Heute zeige ich dir einmal etwas ganz anderes: keine Natur, keine Farben und kein Zauberlicht. Nur das Pferd im Nichts.
Wie dieses Bild entstanden ist
Für solche Bilder brauche ich nicht unbedingt ein Studio. Es reicht eine Box oder eine Hütte, die etwas dunkler ist, sodass der Kopf des Pferdes im Licht steht und der Rest des Körpers in den Schatten fällt. Für dieses Bild haben wir das Pferd in eine Hütte gestellt, die dort als Box genutzt wird. Die Fenster habe ich zusätzlich mit Decken abgedeckt, damit noch weniger Licht hineinfällt.

Die Bearbeitung
Das Pferd trug dabei ein Fotohalfter, ein sehr dünnes Seil, das als Halfter genutzt wird, damit man es halten kann und es sich gleichzeitig leicht wieder wegretuschieren lässt. In der Bearbeitung habe ich zuerst das Halfter entfernt, danach das gesamte Pferd freigestellt und in einen schwarzen Hintergrund „hineingesetzt“. Anschließend wurde das Bild noch leicht bearbeitet (Kontrast, Augen hervorheben usw.). Et voilà – so ist dieses Bild entstanden.
Wer hier wirken darf
Diese wunderschöne Isländer-Stute trägt den Namen Hella und ist eine Freundin unseres Pferdes Terry. Ich liebe ihre Art, sie ist eine absolut sanfte Seele, und wenn ich neben ihr stehe, wirkt alles sofort ruhiger und geerdeter. Ihre Ausstrahlung ist etwas ganz Besonderes, fast wie ein Zauber. Beim Ausreiten ist sie jedoch extrem schnell und sehr motiviert.

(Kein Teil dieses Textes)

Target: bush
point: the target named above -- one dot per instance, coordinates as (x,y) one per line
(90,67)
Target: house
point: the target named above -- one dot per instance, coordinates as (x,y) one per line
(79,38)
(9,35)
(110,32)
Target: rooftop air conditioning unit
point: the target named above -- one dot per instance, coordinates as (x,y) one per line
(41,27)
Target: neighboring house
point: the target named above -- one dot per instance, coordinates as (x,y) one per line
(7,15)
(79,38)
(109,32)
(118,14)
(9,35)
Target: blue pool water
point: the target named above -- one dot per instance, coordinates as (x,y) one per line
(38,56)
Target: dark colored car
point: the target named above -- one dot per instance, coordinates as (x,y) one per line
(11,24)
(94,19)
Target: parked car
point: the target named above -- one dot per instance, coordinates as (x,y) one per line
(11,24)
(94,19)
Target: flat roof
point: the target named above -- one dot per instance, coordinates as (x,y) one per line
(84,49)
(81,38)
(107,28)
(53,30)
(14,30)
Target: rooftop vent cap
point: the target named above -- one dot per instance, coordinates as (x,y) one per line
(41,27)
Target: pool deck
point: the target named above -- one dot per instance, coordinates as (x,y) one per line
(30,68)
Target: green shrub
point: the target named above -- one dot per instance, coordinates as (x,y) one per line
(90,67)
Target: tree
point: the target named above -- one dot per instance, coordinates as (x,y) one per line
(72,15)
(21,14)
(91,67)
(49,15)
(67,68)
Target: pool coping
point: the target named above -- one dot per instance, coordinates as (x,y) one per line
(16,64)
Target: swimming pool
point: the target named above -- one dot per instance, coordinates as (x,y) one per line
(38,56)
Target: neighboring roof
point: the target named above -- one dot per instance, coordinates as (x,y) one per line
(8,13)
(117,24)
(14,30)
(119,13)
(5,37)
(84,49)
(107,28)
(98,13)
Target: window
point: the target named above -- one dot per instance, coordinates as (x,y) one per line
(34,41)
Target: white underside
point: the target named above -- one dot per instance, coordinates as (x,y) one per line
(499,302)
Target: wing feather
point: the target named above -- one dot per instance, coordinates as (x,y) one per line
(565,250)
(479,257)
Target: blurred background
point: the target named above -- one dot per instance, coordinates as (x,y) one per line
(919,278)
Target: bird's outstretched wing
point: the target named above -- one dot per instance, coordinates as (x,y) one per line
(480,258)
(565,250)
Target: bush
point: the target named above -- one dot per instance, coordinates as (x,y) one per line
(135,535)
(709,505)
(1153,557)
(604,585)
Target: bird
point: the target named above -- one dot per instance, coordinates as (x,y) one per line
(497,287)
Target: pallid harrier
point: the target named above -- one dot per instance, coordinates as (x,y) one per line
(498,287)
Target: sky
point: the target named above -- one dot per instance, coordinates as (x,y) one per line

In diesem Bild darf sie einmal nur durch ihre Präsenz und Ausstrahlung wirken. Auch wenn ich Tiere am liebsten in der Natur mit meiner Kamera einfange, liebe ich es, zwischendurch auch solche Aufnahmen zu machen. Es ist immer wieder faszinierend, wie viel Ausdruck in solchen Bildern steckt.